Legal options for pedestrians to recover damages
To recover damages following a pedestrian accident in Florida, you must generally prove that someone else was at fault for your accident.
Parties who might be at fault for a pedestrian accident include:
- Motor vehicle drivers. Motor vehicle drivers have a duty to obey all traffic laws and exercise reasonable care when navigating Florida’s roads. A motor vehicle driver might be at fault for a pedestrian accident if they violate a traffic law or otherwise fail to exercise reasonable care.
- Bicyclists. Bicyclists also have a duty to obey all traffic laws and exercise reasonable care when navigating Florida’s roads. A bicyclist might be at fault for a pedestrian accident if they violate a traffic law or fail to exercise reasonable care.
- Property owners. Under Florida’s premises liability laws, property owners typically have a duty to keep their properties in a safe condition. A property owner (often a local municipality) might be at fault for a pedestrian accident if they fail to keep their property in a safe condition by, for example, failing to fix an obstructed traffic signal.
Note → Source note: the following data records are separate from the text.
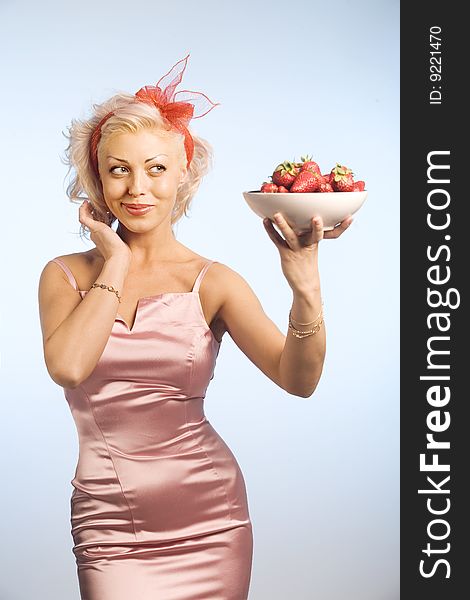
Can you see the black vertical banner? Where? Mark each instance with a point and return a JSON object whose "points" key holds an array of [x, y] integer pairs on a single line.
{"points": [[435, 342]]}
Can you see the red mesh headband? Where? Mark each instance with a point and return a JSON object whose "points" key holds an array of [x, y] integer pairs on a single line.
{"points": [[177, 112]]}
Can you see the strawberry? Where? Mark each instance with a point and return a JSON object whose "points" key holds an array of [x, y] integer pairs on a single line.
{"points": [[359, 186], [308, 163], [269, 188], [306, 181], [285, 173], [342, 179], [325, 187]]}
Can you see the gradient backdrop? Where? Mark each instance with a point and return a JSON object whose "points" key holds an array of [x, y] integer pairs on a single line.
{"points": [[322, 78]]}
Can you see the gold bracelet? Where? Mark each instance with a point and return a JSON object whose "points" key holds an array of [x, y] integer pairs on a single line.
{"points": [[107, 287], [302, 334], [311, 322]]}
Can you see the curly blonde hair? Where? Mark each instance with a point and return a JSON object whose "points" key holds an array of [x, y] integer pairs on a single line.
{"points": [[130, 116]]}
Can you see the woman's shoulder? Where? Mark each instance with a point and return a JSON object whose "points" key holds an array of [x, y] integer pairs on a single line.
{"points": [[77, 258]]}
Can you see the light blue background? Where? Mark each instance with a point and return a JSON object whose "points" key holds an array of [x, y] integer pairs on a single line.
{"points": [[322, 78]]}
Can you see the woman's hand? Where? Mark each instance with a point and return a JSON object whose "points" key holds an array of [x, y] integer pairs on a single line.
{"points": [[299, 252], [103, 236]]}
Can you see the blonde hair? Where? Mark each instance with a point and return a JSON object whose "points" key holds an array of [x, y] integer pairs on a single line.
{"points": [[130, 116]]}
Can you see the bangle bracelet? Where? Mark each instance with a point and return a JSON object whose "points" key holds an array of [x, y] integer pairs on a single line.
{"points": [[107, 287]]}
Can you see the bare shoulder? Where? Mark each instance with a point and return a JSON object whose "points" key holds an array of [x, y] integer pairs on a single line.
{"points": [[79, 264]]}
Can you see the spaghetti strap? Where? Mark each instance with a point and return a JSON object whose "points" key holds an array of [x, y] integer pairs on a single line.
{"points": [[202, 272], [68, 272]]}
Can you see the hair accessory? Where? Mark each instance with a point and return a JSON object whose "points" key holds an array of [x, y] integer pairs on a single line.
{"points": [[179, 112]]}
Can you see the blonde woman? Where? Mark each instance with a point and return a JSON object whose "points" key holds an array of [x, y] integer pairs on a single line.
{"points": [[132, 329]]}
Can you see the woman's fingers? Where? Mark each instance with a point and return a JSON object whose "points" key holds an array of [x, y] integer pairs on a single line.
{"points": [[273, 234], [289, 234], [339, 229]]}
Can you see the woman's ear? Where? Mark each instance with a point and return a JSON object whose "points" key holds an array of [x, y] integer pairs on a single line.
{"points": [[184, 174]]}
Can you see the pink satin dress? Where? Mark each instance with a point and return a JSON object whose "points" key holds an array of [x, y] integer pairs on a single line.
{"points": [[159, 507]]}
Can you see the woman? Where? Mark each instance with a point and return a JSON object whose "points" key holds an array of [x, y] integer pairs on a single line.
{"points": [[132, 329]]}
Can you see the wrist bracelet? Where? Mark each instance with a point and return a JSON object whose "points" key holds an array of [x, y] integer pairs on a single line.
{"points": [[107, 287]]}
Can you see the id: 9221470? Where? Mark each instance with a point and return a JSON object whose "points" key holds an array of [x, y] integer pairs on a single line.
{"points": [[435, 65]]}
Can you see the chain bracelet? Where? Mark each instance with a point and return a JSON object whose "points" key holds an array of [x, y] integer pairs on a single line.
{"points": [[302, 334], [107, 287]]}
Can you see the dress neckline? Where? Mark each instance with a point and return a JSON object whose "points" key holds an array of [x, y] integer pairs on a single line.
{"points": [[193, 292]]}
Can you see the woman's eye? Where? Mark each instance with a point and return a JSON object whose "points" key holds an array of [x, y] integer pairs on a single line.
{"points": [[160, 169]]}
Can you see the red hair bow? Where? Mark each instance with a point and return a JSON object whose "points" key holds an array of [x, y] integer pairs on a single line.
{"points": [[189, 105]]}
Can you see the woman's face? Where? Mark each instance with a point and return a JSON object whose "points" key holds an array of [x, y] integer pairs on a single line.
{"points": [[140, 168]]}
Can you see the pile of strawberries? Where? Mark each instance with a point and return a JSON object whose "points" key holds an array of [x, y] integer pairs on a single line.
{"points": [[305, 176]]}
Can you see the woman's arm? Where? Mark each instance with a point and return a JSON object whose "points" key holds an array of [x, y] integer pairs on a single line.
{"points": [[75, 331], [293, 363]]}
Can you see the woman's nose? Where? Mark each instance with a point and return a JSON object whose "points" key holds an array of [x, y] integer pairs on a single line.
{"points": [[136, 185]]}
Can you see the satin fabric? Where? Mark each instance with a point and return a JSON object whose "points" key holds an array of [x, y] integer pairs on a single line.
{"points": [[159, 507]]}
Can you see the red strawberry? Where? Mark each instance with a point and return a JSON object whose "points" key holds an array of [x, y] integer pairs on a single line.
{"points": [[342, 180], [285, 173], [269, 188], [325, 187], [306, 181], [308, 163], [359, 186]]}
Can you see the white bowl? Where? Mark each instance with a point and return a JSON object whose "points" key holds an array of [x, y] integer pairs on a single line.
{"points": [[299, 208]]}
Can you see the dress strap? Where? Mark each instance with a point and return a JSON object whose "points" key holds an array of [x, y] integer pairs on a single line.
{"points": [[67, 271], [202, 272]]}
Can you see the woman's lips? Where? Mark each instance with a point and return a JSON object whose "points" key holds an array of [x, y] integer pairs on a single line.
{"points": [[138, 209]]}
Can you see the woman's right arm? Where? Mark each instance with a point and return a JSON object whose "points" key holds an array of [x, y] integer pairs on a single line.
{"points": [[75, 331]]}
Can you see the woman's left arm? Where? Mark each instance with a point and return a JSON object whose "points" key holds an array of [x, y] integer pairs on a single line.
{"points": [[302, 358], [293, 363]]}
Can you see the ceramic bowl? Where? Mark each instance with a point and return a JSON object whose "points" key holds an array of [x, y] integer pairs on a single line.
{"points": [[299, 209]]}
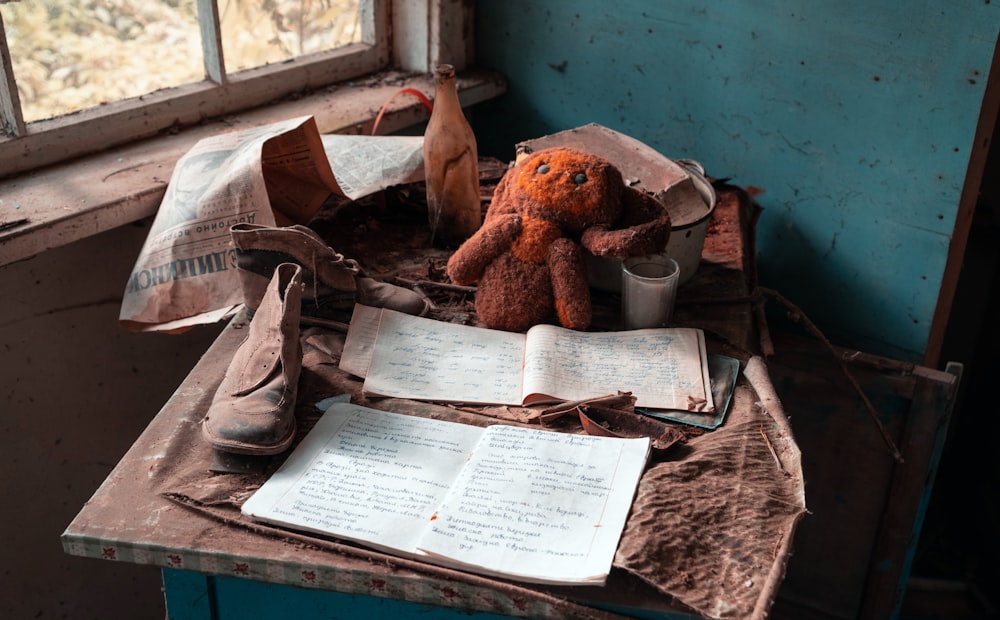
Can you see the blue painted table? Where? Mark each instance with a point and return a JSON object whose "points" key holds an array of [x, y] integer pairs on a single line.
{"points": [[161, 506]]}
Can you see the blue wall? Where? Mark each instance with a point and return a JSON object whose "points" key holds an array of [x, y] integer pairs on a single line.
{"points": [[855, 118]]}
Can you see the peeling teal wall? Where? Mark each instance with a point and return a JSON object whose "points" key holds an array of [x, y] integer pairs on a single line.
{"points": [[855, 118]]}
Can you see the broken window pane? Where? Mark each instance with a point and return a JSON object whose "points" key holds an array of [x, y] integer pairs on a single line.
{"points": [[70, 56], [256, 33]]}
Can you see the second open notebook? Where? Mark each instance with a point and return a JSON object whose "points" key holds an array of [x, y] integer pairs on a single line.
{"points": [[506, 501], [412, 357]]}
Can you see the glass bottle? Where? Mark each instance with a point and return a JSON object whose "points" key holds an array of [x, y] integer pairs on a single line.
{"points": [[451, 166]]}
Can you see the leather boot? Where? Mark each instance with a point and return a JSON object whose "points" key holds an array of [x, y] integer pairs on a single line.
{"points": [[253, 411], [333, 284]]}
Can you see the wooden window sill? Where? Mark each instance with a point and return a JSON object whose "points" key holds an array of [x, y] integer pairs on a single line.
{"points": [[60, 204]]}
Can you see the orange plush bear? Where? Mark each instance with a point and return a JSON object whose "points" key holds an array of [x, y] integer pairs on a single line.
{"points": [[527, 256]]}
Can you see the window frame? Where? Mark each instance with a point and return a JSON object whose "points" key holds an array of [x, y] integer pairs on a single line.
{"points": [[51, 206], [29, 146]]}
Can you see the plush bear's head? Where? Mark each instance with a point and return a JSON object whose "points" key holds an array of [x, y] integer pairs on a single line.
{"points": [[573, 189]]}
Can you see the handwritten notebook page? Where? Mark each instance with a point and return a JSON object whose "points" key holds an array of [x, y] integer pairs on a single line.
{"points": [[367, 476], [433, 360], [533, 503], [661, 368]]}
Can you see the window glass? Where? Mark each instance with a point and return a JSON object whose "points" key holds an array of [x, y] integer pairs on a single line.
{"points": [[257, 33], [69, 56]]}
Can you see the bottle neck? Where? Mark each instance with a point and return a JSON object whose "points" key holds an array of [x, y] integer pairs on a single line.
{"points": [[446, 94]]}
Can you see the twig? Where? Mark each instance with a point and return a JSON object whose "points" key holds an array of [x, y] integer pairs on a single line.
{"points": [[328, 323], [800, 316], [771, 448], [441, 285], [608, 400]]}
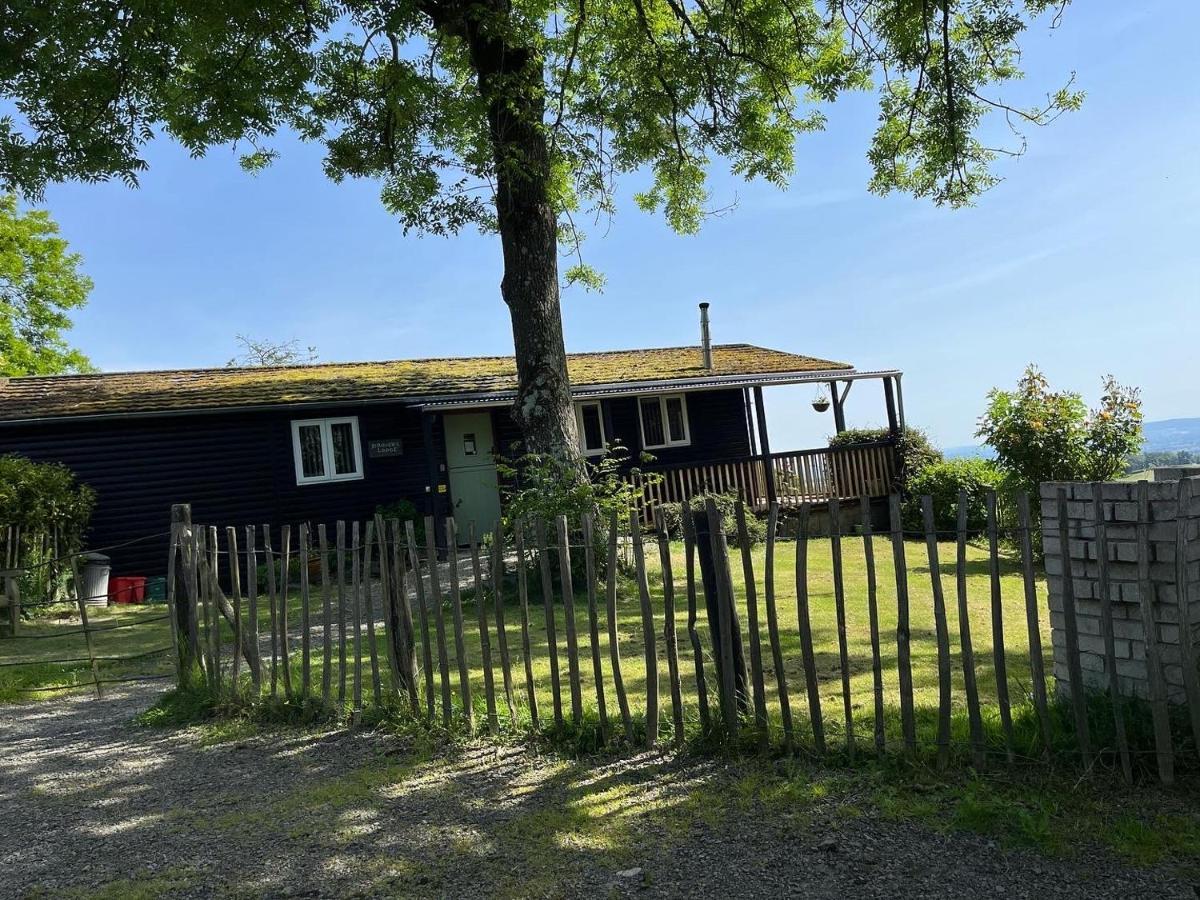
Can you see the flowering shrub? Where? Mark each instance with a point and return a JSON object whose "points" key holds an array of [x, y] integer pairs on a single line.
{"points": [[1041, 435]]}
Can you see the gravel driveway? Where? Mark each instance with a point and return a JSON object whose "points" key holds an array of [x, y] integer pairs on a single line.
{"points": [[90, 803]]}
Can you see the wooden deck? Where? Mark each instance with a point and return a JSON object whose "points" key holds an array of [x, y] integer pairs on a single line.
{"points": [[817, 475]]}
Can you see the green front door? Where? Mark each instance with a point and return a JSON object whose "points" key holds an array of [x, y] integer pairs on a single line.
{"points": [[474, 489]]}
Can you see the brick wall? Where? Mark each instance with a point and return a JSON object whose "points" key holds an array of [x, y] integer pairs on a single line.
{"points": [[1120, 509]]}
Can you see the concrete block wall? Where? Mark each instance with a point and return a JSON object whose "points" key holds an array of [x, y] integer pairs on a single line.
{"points": [[1120, 510]]}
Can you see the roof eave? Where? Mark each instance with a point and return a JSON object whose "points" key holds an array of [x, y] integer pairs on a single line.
{"points": [[483, 399]]}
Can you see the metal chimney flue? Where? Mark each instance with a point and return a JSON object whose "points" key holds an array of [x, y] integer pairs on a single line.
{"points": [[706, 340]]}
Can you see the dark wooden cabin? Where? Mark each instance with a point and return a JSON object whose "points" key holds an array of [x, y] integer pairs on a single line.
{"points": [[335, 441]]}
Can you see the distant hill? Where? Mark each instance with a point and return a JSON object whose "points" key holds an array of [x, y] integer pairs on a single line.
{"points": [[1171, 435], [1162, 436]]}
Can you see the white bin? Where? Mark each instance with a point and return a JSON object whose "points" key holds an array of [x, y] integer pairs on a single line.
{"points": [[94, 573]]}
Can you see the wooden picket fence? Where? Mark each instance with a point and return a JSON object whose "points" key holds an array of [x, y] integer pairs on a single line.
{"points": [[378, 610]]}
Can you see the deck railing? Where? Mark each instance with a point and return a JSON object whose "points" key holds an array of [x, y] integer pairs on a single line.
{"points": [[801, 477]]}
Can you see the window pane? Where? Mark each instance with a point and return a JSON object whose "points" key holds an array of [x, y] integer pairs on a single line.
{"points": [[312, 462], [593, 431], [652, 421], [676, 427], [343, 449]]}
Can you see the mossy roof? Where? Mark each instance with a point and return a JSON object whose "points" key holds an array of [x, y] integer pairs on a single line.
{"points": [[115, 394]]}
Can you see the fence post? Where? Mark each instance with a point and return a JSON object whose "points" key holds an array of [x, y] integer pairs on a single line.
{"points": [[87, 630], [706, 523], [179, 588]]}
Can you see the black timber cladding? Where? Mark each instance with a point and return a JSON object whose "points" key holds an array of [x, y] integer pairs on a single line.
{"points": [[233, 468], [238, 468]]}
In most pedestrian accident cases, proving fault means proving that the defendant was negligent. In Florida, negligence is proved by establishing the following 3 elements:
- The defendant owed the pedestrian a duty to exercise reasonable care,
- The defendant breached the duty to exercise reasonable care, and
- The defendant’s breach caused the pedestrian’s injury.
In addition to filing an insurance claim or personal injury lawsuit against the negligent party, you may be able to file an insurance claim under your own health and disability insurance policies.
If the pedestrian accident occurred while you were on the job, your injuries might be covered under a workers’ compensation policy. Unlike a personal injury lawsuit based on negligence, you don’t need to prove fault to receive workers’ compensation benefits.
5 steps to take following a pedestrian accident
It’s never too early to start thinking about a potential lawsuit or insurance claim following a pedestrian accident. With that in mind, here are 5 steps to take to increase your chances of recovery:
- Step 1: Get medical treatment. It’s important to get the care you need, but it’s also important to start creating a record that can be used to support a lawsuit down the road. Insurance companies and jurors are skeptical of plaintiffs who wait a long time to visit a doctor following a pedestrian accident.
- Step 2: Call the police. The police can conduct a brief investigation and draft a police report that may help support your insurance or legal claim.
- Step 3: Collect contact information. Collect the contact information of anyone involved in the accident. If a driver was involved in the accident, be sure to get their insurance information as well.
- Step 4: Gather evidence. Collect the contact information of any witnesses at the scene. It’s also a good idea to take photographs or videos of the accident scene, your injuries and any property damage.
- Step 5: Talk to an attorney. Even if you don’t think you have a valuable case, it’s a good idea to talk to an attorney. Most initial consultations are free, and cases are typically handled on a contingency basis.